Question

The probability that in the toss of two dice, we obtain the sum \[7\] or \[11\] is
1. \[\dfrac{1}{6}\]
2. \[\dfrac{1}{{18}}\]
3. \[\dfrac{2}{9}\]
4. \[\dfrac{{23}}{{108}}\]

Answer 1

Hint: Here we are asked to find the probability of getting the sum seven or eleven when two dice are rolled. In order to get that we will have to find the number of favorable outcomes and the total number of outcomes according to the given experiment and event. Find the probability using the appropriate formula and values. Remember that probability can never be negative.

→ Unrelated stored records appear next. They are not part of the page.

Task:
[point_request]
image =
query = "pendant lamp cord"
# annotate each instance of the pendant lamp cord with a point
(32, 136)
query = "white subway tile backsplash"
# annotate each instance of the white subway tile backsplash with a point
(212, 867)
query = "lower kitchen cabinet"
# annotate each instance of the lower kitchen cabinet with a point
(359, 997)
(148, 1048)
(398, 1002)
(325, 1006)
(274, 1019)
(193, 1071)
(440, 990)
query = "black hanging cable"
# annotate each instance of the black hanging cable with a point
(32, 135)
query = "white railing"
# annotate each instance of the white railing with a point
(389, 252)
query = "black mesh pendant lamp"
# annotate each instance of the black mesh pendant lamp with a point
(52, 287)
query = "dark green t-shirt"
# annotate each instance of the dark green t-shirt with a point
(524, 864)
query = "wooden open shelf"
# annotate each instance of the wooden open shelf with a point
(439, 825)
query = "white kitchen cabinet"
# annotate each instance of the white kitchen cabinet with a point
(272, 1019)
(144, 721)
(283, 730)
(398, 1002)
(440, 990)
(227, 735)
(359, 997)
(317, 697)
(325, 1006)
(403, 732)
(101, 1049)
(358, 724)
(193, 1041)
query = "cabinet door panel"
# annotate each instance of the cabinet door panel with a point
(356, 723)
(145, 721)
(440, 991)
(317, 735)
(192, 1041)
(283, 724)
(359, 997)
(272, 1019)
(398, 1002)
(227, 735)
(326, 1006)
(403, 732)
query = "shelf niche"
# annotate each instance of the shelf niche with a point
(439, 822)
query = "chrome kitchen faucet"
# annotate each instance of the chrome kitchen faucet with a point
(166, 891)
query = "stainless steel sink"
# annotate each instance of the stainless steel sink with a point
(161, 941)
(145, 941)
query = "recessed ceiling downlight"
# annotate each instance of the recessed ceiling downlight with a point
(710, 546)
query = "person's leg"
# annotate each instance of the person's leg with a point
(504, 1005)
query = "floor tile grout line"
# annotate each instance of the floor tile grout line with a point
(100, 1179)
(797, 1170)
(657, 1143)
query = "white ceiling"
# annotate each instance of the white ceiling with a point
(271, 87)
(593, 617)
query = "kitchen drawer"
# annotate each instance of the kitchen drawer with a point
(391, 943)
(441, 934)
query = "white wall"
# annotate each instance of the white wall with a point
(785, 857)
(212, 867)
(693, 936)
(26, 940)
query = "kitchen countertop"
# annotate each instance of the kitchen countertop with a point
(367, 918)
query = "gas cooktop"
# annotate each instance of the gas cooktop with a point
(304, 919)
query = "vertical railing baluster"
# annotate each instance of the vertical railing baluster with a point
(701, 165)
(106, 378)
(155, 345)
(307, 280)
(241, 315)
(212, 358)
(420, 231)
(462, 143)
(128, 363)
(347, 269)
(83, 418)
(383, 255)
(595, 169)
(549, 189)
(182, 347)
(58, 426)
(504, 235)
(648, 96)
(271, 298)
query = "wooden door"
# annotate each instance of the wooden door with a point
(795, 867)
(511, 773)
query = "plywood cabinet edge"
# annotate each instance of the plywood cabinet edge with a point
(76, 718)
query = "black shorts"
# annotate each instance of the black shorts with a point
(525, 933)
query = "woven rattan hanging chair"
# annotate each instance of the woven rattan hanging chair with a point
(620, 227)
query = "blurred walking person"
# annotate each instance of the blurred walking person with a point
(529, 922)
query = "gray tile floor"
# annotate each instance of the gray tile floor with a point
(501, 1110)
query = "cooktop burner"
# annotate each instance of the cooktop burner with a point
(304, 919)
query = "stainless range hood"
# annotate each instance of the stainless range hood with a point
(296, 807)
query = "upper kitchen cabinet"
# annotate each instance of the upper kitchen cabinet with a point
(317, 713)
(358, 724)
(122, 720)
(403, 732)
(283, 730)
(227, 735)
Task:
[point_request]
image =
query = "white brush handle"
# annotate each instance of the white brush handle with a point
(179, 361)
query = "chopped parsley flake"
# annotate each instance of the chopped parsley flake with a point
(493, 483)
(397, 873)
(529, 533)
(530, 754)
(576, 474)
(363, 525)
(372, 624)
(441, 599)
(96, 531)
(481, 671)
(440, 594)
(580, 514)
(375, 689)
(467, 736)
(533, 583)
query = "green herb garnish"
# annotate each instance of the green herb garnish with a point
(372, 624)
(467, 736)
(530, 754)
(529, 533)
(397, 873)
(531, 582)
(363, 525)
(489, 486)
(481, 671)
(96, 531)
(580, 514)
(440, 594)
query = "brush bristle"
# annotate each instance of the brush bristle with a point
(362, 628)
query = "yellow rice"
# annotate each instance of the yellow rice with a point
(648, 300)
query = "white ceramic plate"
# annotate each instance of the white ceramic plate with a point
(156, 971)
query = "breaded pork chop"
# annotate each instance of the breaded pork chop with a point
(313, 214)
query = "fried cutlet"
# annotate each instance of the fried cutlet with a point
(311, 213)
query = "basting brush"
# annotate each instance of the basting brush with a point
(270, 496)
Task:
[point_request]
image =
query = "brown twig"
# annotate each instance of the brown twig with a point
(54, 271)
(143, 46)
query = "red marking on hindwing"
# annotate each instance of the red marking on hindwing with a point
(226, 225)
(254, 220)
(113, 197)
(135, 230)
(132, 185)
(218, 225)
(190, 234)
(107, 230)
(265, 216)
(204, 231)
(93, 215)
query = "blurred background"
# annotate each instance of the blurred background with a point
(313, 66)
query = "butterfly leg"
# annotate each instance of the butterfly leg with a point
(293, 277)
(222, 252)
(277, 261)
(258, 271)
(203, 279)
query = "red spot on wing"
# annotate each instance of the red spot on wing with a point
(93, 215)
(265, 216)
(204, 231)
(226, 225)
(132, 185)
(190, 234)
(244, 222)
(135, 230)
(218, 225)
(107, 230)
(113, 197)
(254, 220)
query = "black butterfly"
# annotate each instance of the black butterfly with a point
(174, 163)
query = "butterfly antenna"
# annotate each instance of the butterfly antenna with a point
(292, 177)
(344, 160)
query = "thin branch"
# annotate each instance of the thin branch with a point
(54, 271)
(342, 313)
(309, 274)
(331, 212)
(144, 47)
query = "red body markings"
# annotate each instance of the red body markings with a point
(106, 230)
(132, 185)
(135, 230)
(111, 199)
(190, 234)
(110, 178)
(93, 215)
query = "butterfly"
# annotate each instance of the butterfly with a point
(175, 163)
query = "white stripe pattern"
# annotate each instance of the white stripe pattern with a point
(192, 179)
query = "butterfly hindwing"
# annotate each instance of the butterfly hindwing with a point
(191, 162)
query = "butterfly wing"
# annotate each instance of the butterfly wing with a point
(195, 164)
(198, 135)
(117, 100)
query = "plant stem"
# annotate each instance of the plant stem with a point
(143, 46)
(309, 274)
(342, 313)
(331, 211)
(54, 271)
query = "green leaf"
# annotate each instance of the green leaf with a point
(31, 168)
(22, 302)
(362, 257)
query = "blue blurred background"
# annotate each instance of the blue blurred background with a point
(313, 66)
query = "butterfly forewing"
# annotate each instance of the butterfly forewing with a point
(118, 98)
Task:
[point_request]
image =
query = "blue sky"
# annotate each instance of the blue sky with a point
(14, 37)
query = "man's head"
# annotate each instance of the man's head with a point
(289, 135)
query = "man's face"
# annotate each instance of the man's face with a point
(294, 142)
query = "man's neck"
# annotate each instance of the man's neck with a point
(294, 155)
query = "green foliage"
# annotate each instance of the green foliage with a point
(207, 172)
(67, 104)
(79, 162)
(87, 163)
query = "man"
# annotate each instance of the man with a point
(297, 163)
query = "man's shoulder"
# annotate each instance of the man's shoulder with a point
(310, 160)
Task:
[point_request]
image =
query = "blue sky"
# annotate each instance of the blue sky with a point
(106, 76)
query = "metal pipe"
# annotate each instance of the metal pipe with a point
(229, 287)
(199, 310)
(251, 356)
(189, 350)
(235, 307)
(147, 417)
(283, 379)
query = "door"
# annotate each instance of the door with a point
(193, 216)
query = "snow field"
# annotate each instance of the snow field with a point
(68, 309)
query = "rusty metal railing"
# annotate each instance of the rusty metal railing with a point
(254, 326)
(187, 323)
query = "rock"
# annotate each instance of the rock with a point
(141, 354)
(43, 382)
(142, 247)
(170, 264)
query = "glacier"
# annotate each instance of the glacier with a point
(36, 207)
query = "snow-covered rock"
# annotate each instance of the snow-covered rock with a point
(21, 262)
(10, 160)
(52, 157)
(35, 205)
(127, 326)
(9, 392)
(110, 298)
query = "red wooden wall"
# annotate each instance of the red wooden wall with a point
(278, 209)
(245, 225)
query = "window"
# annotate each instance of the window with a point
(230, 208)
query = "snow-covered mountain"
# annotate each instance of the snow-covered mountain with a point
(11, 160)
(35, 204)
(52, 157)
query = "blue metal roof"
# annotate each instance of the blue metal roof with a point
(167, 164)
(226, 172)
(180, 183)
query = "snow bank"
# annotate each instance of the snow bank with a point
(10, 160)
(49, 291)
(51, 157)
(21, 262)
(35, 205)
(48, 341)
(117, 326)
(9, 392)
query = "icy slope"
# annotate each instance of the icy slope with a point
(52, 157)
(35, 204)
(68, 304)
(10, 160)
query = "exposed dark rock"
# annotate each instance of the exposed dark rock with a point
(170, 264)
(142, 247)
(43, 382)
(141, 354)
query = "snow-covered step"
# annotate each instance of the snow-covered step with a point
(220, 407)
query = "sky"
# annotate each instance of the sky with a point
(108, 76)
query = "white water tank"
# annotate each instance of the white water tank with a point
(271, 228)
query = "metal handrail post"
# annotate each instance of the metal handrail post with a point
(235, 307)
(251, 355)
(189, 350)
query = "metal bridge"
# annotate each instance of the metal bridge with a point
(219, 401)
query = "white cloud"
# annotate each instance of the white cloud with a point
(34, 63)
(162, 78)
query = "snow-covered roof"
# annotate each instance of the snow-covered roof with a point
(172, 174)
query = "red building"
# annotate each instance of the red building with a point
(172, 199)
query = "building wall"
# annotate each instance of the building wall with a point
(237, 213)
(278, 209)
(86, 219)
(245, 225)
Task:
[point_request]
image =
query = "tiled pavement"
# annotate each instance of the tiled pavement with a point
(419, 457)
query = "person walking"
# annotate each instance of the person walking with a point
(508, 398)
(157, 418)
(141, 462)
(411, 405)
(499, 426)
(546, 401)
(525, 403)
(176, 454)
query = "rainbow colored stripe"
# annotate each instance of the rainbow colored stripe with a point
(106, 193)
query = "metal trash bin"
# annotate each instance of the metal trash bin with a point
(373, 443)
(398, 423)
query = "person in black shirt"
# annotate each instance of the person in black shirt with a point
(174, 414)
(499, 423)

Complete step-by-step solution:
Sample Space: The sample space associated with a random experiment is the set of all possible outcomes. An event is a subset of the sample space.
Event: An event E is said to occur on a particular trial of the experiment if the outcome observed is an element of the set E.
We know that Probability (event) $= \dfrac{{{\text{Number}}\,{\text{of}}\,{\text{favourable}}\,{\text{outcomes}}}}{{{\text{Total}}\,{\text{number}}\,{\text{of}}\,{\text{outcomes}}}}$
We are to find The probability that in the toss of two dice, we obtain the sum \[7\] or \[11\] .
Now the first dice may appear in \[6\] different ways and according to any one way in which the first appears, the second can appear in \[6\] ways.
The two dice therefore may appear in \[6 \times 6 = 36\] ways.
Favourable ways of getting a sum of \[7\] are \[(1,6),(6,1),(2,5),(5,2),(3,4),(4,3)\]
Thus the sum of \[7\] may appear in \[6\] different ways.
P(getting sum of \[7\]) \[ = \dfrac{6}{{36}} = \dfrac{1}{6}\]
Favourable ways of getting a sum of \[11\] are \[(5,6),(6,5)\]
Thus the sum of \[11\] may appear in \[2\] different ways.
P(getting sum of \[11\]) \[ = \dfrac{2}{{36}} = \dfrac{1}{{18}}\]
Hence Probability of getting sum of \[7\] or \[11\]) \[ = \dfrac{1}{6} + \dfrac{1}{{18}}\]
\[ = \dfrac{2}{9}\]
Therefore option (3) is the correct answer .

Note: Multiplication rule of counting is followed when we calculate the total number of outcomes when two dice are rolled. Multiplication rule of counting states that if there are x ways of doing one thing and y ways of doing another thing, then both the things can be done in xy ways. An Additional rule is also followed when we add the probabilities of sum of seven and eleven appearing on the dice. The additional rule of probability states that the probability of either of the two events to happen is the sum of the probabilities of the two events provided that the two events are mutually exclusive.